Changing Of The Valley Guard

Near the end of Americano!, a just completed, box-office record setting original musical at The Phoenix Theatre Company, the hero, Antonio Valdovinos, is told just before the finale that he is the “face of the New America.”

The musical was based on the true story of Valdovinos who was inspired by the events of 9/11 to serve in the Marines. But when he went to enlist on his 18th birthday he learned he was undocumented, unable to serve. Undeterred he went on to serve the only country he had ever known in other powerful, reform-oriented ways including pivotal assistance to elect a Latino and Marine to the U.S. Congress.

As a DREAMer, or DACA recipient, the fate of Valdovinos and 900,000 others like him sits in the hands of the United States Supreme Court, which is expected to rule in June.

But the achievements of Valdovinos and many others are already in motion as we look anew around the Valley as it too begins to reflect the intriguing, powerful new face of America.

In Phoenix, a youngish mother, Mayor Kate Gallego, presides over a “Mom Majority” on the City Council which also features 2 Latinos and 2 Latinas.
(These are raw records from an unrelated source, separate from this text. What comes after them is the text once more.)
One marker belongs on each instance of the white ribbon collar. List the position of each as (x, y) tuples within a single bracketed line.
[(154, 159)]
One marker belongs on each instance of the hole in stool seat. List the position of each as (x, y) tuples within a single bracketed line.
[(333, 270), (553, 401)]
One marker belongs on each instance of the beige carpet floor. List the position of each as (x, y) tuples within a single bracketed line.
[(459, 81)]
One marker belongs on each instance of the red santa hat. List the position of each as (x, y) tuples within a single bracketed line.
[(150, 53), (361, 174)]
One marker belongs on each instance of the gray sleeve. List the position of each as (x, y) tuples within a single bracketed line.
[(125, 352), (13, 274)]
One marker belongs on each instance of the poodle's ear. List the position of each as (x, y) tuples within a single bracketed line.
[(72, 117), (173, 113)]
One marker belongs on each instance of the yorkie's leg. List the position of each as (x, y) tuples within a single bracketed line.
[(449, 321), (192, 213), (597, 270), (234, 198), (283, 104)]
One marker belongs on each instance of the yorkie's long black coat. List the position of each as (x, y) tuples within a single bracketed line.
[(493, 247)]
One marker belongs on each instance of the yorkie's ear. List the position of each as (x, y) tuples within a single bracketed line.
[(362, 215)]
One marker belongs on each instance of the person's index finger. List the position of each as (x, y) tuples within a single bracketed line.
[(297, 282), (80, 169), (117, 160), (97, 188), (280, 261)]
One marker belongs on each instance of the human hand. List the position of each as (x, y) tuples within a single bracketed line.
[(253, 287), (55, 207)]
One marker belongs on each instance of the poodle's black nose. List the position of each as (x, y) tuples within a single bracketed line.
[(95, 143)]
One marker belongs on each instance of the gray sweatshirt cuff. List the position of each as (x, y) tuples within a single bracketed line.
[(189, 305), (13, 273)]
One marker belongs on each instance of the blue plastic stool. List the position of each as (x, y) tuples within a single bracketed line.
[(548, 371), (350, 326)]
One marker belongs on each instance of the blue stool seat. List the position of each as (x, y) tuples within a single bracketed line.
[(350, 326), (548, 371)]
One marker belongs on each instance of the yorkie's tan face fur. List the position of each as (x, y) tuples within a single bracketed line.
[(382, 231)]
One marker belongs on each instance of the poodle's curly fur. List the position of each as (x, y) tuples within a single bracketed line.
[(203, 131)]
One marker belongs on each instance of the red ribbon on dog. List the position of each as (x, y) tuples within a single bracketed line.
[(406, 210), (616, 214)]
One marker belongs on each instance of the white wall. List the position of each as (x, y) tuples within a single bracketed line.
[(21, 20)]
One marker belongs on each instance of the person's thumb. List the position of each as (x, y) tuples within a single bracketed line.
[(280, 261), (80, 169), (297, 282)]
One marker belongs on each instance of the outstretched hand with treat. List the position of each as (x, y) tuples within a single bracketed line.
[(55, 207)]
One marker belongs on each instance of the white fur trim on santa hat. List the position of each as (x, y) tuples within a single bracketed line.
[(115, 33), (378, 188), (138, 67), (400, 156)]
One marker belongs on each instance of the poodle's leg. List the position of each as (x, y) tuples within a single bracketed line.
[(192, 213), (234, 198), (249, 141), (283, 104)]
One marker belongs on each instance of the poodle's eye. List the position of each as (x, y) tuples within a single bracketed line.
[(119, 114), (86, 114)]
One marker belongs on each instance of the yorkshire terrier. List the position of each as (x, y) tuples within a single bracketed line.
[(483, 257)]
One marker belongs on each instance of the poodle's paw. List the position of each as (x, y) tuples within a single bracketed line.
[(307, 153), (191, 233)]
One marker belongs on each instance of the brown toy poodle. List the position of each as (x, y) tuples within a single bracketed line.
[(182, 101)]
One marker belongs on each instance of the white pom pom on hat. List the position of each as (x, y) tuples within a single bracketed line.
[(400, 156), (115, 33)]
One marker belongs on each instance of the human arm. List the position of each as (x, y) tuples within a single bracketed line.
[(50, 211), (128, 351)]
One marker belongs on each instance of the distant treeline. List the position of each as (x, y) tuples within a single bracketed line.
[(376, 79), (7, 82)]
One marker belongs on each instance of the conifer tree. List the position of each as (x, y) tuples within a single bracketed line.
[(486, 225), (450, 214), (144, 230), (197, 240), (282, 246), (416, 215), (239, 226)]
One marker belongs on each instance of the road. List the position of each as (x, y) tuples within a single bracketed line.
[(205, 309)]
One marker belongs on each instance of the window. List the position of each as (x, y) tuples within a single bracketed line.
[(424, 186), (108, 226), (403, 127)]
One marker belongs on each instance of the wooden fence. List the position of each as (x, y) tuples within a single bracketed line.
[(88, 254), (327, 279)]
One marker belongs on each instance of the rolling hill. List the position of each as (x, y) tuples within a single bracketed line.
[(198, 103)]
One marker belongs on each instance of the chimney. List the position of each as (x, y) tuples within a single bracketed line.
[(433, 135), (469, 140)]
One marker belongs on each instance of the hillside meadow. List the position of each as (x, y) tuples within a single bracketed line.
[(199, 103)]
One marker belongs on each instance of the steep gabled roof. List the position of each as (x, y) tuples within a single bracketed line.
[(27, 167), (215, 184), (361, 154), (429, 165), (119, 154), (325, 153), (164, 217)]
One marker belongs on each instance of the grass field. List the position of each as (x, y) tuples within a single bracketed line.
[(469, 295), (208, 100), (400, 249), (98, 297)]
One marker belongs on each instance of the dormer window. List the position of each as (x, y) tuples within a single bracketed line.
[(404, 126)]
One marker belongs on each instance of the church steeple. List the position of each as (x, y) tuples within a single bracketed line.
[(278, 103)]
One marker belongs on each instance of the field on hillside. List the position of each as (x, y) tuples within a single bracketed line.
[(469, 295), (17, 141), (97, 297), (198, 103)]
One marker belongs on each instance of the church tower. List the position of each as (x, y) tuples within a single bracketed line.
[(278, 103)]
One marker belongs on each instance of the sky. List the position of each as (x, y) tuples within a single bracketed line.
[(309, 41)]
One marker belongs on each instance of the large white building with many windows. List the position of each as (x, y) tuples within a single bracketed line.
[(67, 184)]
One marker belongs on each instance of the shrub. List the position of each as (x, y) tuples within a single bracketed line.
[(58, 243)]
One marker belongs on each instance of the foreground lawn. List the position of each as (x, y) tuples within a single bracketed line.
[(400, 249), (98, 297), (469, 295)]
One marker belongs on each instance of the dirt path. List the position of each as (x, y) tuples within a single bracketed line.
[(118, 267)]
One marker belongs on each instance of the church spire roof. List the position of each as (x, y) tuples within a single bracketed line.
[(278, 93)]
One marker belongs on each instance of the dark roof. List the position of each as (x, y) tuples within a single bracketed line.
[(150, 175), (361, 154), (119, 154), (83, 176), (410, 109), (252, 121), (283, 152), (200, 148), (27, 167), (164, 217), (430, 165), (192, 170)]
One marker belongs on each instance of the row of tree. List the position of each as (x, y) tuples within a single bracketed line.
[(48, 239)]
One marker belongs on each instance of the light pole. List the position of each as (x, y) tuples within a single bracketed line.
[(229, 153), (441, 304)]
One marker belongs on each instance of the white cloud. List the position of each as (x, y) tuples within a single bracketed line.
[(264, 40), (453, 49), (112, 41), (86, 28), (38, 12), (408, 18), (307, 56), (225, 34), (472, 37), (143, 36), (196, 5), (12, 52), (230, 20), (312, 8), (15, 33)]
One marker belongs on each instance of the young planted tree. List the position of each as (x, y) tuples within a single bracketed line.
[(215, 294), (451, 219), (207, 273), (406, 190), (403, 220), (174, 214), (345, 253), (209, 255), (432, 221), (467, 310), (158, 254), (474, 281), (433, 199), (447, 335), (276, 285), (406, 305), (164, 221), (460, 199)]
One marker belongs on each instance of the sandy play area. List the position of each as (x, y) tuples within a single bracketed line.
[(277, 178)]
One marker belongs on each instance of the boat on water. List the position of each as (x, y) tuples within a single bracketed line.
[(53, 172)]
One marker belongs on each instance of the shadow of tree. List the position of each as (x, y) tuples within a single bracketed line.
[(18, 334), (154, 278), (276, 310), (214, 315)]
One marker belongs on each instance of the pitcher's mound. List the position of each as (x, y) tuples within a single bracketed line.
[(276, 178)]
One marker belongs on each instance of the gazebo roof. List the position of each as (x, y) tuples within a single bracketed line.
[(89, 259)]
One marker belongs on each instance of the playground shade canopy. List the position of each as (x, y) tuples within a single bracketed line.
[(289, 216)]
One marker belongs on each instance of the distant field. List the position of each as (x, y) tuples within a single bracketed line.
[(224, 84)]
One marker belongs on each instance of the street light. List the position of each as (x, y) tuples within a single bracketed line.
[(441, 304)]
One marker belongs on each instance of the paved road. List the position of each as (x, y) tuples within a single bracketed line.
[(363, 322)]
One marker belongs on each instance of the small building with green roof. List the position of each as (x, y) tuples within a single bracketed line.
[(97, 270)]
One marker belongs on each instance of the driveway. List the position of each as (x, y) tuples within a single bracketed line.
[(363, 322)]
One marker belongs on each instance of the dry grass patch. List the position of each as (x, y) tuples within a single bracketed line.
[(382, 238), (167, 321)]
In Tempe, the ultimate establishment candidate, Mark Mitchell, was just defeated by the relentlessly positive Corey Woods to become the city’s first African American Mayor.

And who can forget the onslaught of electioneering that resulted in a youngish woman and bisexual named Kyrsten Sinema being elected to the U.S. Senate.

In Scottsdale, 5 of the 7 seats on the City Council are occupied by women.

Arizona’s pioneering spirit has long been portrayed by the cowboy.  But then a cowgirl from southern Arizona, Sandra Day O’Connor, came along decades ago to show the country that Arizona had more to offer than white males. Then arrived Rose Mofford, Jane Hull and Janet Napolitano. And now comes Gallego, Woods, Sinema and Valdovinos.

Arizona still at its best, and perhaps better than ever, because of the new energy behind some of the compelling new faces for our state.